Espressif Aims to Promote the AIoT with an ESP-BOX, ChatGPT Demo Project
Using offline speech recognition and OpenAI's ChatGPT APIs, you can turn an ESP-BOX into an interactive tool for conversation and more.
Espressif's Ali Hassan Shah is looking to put the company's microcontrollers at the forefront of the Artificial Intelligence of Things (AIoT) revolution, penning a guide to infusing projects with OpenAI's popular yet divisive ChatGPT large language model using the ESP-BOX all-in-one development kit range.
"The world is witnessing a technological revolution, and OpenAI is at the forefront of this change," Shah claims. "One of its most exciting innovations is ChatGPT — that utilizes natural language processing to create more engaging and intuitive user experiences. The integration of OpenAI APIs with IoT devices has opened up a world of possibilities. ChatGPT with ESP-BOX [is] a powerful combination that can take IoT devices to the next level."

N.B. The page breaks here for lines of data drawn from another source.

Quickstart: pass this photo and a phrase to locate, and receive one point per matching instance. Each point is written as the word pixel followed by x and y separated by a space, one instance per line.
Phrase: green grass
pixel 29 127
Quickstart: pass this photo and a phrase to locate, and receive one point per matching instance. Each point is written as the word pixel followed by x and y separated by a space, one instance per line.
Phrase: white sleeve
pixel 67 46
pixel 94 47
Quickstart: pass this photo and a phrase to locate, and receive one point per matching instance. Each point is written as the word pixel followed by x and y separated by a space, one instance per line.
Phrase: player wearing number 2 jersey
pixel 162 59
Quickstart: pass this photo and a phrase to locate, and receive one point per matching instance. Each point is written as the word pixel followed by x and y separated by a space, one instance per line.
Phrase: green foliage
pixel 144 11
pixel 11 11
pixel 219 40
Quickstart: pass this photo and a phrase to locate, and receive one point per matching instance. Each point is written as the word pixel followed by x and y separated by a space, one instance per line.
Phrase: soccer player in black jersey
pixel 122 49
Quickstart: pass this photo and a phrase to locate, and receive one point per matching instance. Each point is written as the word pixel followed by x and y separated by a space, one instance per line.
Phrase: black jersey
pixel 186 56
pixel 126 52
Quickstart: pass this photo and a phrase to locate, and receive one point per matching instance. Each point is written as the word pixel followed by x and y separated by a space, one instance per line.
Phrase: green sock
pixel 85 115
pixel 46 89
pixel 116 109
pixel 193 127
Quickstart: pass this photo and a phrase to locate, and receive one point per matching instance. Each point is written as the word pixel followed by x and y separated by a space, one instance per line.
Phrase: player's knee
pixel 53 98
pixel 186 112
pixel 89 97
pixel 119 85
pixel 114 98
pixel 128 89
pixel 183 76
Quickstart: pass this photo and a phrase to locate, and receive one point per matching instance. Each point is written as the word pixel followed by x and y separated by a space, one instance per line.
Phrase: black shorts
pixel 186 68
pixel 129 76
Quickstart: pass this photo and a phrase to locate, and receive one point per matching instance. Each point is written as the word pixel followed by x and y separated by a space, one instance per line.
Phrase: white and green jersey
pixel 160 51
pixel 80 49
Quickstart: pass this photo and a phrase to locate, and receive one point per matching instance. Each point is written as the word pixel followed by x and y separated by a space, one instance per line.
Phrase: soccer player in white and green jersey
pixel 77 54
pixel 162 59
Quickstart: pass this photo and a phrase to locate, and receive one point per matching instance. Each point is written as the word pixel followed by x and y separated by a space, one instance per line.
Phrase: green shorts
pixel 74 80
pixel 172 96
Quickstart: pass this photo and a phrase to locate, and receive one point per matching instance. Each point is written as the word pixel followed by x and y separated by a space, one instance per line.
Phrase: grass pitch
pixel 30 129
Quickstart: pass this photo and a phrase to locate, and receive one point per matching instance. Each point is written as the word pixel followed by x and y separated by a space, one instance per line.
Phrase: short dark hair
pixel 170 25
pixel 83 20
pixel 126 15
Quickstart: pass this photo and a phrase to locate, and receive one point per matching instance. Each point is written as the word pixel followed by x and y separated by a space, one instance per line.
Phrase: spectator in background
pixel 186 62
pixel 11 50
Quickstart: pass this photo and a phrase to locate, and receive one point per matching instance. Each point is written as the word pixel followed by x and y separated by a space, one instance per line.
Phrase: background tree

OpenAI's ChatGPT is a large language model which offers a conversational response to natural-language queries. It's extremely convincing, and has been used to power projects ranging from automated newspapers to robot control. Its shortcomings, however, have given others cause for concern — particularly as it is entirely incapable, fundamentally, of knowing whether the responses it is providing are in any way factually accurate.
For projects where that's understood, though, it's a powerful tool — and one Espressif is promoting for use with its ESP-BOX family of all-in-one microcontroller development kits. Designed for edge-AI work and powered by the ESP32-S3 microcontroller module, the ESP-BOX includes a display and integrated far-field microphone array. Hook that latter feature up to Espressif's ESP-SR offline speech recognition framework and OpenAI's ChatGPT, and you've a recipe for a device which can really understand you — or, at least, which gives that impression.
"The OpenAI API provides numerous functions that developers can leverage to enhance their applications. In our project, we utilized the Audio-to-Text and Completion APIs and implemented them using C-language code based on ESP-IDF," Shah explains. This was then connected to a text-to-speech system — Espressif's offline speech synthesis engine currently only supporting the Chinese language — and the LVGL library to drive the display.
Shah's full write-up, with source code snippets, is available on the Espressif blog.